En un restaurante, en una mesa que da contra una pared, una pareja discute. Ella gesticula con las manos y no para de hablar, mientras que él la mira fijamente, no dice nada, y cada cierto tiempo se lleva a la boca una cucharada de helado.
Me fijo de forma más detenida en la mujer y me parece atractiva. Tiene la nariz respingada, pelo negro largo y liso, y unas pestañas negras también largas. También noto que tiene el maquillaje algo corrido, seguro porque lloró en algún momento de la discusión.
La escena carga mucha emoción y drama, y si eso está presente siempre hay una historia de por medio. Agudizo el oído, pero en el lugar hay mucho ruido: el barullo de voces de las otras mesas, el sonido de cubiertos chocando contra la vajilla y música que sale de unos parlantes.

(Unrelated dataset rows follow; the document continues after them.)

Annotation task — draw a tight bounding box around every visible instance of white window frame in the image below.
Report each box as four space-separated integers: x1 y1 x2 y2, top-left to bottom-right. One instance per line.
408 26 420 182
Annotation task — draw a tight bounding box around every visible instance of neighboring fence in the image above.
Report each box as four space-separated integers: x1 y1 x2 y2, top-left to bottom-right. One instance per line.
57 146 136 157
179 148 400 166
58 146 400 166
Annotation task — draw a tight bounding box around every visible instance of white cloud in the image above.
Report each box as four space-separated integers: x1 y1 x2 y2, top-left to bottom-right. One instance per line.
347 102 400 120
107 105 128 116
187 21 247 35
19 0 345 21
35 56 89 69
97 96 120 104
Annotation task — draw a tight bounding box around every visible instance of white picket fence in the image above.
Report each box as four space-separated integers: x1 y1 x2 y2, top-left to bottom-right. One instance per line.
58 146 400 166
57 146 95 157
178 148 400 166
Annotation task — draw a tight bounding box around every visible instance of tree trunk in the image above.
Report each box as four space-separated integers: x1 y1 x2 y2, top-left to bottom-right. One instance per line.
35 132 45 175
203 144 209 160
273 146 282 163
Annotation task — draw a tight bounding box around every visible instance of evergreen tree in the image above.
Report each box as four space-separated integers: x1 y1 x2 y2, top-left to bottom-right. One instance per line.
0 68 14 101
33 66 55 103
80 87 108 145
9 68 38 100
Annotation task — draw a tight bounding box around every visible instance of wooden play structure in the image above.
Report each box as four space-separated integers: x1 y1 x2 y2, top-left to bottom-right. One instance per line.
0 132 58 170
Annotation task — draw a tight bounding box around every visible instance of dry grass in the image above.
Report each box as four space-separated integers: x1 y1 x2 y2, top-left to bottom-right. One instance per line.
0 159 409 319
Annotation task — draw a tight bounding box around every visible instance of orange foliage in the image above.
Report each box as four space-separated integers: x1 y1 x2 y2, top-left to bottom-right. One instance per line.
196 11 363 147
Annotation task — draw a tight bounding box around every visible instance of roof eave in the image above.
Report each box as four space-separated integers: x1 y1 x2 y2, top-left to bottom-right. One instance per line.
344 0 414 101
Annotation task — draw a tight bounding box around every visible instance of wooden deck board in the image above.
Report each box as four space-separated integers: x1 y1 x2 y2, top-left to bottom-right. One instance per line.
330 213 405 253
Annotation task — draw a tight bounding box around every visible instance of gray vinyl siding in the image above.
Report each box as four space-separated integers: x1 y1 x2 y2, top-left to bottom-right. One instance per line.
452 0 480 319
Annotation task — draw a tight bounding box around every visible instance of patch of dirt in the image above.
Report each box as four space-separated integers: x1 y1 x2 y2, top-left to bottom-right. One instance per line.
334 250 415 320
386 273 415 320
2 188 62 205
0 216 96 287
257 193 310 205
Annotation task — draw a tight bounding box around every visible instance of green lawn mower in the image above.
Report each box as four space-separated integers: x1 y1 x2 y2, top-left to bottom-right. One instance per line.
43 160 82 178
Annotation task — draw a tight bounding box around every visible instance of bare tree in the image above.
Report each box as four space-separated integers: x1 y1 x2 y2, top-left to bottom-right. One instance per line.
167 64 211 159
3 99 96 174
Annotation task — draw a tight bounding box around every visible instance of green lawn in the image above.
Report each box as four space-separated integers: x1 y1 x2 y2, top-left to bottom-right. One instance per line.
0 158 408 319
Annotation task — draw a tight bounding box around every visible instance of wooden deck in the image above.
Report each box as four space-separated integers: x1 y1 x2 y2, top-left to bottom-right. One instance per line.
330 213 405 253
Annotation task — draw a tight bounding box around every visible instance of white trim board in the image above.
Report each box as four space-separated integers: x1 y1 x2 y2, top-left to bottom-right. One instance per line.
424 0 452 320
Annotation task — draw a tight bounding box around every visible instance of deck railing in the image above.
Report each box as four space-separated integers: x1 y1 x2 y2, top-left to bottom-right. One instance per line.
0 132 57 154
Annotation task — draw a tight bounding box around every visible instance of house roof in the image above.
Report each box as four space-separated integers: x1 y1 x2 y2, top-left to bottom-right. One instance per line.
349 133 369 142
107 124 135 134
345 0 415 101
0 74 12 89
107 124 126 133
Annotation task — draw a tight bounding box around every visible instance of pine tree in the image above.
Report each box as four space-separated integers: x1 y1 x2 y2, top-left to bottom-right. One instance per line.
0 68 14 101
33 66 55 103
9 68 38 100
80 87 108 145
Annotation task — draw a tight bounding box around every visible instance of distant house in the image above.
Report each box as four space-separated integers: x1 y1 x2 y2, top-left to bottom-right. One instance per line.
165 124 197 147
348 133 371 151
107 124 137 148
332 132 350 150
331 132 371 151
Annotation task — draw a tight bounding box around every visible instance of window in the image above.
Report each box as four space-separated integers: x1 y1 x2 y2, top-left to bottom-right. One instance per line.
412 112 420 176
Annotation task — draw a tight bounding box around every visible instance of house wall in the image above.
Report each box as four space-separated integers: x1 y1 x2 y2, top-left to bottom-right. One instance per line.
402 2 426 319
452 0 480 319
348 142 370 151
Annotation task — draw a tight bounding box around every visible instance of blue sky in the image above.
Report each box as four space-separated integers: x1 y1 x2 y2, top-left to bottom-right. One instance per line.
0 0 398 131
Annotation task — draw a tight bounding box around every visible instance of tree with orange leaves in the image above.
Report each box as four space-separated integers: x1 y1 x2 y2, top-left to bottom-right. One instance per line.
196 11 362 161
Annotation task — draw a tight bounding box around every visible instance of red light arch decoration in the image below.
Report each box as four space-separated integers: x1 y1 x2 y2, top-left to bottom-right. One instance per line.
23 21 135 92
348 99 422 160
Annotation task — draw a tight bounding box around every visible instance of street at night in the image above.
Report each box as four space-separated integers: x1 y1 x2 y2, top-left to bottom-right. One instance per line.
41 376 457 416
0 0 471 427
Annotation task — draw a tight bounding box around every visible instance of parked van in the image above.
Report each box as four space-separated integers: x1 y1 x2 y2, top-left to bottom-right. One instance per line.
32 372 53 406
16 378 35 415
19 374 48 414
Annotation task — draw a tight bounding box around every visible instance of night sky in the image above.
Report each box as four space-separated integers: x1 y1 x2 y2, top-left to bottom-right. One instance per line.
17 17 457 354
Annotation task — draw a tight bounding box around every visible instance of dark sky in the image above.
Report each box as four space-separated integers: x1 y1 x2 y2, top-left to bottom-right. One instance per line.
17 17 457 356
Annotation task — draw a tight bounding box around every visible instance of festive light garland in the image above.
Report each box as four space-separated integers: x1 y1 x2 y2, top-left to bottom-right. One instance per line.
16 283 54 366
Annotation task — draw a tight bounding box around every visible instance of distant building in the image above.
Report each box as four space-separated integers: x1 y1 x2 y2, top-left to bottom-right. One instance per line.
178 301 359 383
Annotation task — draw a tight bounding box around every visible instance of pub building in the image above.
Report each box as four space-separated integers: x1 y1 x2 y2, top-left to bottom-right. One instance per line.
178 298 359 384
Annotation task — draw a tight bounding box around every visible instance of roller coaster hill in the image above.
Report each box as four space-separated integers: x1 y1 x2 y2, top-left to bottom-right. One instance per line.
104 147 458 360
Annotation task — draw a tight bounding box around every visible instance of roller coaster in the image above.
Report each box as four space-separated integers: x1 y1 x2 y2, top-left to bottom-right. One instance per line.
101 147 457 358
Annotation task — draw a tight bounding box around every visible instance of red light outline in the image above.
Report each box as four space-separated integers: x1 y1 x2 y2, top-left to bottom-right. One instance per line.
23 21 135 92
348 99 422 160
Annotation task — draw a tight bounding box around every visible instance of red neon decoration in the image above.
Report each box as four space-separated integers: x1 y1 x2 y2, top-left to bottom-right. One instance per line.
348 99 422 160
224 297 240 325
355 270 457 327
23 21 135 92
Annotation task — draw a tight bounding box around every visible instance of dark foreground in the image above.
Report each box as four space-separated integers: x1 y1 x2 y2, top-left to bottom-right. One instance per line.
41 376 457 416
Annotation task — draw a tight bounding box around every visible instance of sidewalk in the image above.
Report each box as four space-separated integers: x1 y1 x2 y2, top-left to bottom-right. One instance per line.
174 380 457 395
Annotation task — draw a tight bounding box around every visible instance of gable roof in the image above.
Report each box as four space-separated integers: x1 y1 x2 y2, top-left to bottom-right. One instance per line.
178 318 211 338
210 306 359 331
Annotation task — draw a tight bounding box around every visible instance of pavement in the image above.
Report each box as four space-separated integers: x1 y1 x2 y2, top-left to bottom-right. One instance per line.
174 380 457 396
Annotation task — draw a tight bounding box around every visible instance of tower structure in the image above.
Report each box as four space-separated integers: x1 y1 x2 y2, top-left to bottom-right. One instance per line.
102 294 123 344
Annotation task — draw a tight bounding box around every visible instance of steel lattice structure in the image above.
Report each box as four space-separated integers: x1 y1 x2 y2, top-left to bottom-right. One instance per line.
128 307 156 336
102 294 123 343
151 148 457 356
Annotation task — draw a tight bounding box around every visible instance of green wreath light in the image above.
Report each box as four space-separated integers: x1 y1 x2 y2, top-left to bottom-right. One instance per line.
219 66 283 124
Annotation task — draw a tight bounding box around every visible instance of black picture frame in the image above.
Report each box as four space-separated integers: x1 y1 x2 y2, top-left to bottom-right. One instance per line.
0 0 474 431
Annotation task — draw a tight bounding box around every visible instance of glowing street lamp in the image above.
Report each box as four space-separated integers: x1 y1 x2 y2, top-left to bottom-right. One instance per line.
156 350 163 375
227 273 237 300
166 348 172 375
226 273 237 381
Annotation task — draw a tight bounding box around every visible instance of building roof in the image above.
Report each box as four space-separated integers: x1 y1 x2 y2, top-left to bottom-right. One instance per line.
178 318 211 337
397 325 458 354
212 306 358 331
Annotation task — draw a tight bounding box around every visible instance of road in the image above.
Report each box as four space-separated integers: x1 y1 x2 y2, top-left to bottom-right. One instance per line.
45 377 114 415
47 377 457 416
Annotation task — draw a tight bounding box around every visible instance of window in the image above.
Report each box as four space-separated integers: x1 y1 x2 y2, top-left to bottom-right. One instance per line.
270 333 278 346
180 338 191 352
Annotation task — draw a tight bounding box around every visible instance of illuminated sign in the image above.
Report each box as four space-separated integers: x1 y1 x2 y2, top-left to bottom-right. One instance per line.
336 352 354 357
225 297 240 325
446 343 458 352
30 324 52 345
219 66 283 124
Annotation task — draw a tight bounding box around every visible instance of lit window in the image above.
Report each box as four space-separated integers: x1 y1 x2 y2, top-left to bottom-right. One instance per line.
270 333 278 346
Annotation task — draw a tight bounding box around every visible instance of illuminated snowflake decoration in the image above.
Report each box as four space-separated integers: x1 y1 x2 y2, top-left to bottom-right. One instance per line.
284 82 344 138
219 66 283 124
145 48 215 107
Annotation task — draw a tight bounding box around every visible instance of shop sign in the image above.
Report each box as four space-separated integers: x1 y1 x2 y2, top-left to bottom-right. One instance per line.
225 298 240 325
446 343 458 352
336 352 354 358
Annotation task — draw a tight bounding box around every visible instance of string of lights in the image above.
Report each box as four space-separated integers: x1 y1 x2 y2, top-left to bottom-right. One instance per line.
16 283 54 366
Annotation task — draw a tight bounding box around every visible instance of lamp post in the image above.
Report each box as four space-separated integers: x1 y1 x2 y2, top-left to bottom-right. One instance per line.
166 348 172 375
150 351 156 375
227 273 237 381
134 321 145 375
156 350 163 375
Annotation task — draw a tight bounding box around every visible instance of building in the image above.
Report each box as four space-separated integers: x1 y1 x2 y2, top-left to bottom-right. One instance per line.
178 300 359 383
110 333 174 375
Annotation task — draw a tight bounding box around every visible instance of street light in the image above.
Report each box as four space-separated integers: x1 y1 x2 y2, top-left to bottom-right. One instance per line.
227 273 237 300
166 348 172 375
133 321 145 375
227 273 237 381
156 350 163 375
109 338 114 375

Por eso solo alcanzo a captar un par de frases. “A mi no me importa perder una amiga”, dice ella que, al parecer, no le importa hablar en voz alta sobre la situación que atraviesan como pareja.
Parece que no ha tocado su copa de helado ni una sola vez y que ya está del todo derretido.
El hombre, como ya les dije, casi no habla, y las pocas veces que decide hacerlo, lo hace en un tono muy bajo.
Me parece extraño el contraste de las emociones del lugar. Parece que ella se está jugando la vida en esa conversación y que tiene un nudo adentro que está tratando de desenredar con las palabras, pero hacia mi derecha, un grupo de amigos ríe con fuerza en otra mesa.
De pronto es verdad lo que dicen algunos escritores como Borges y Ribeyro sobre la superioridad de la amistad sobre el amor, en el sentido que es más desinteresada y menos invasiva, y que no carga tanta ansiedad.
Sea como sea, no cabe duda de que dejar derretir un helado indica que algo anda mal.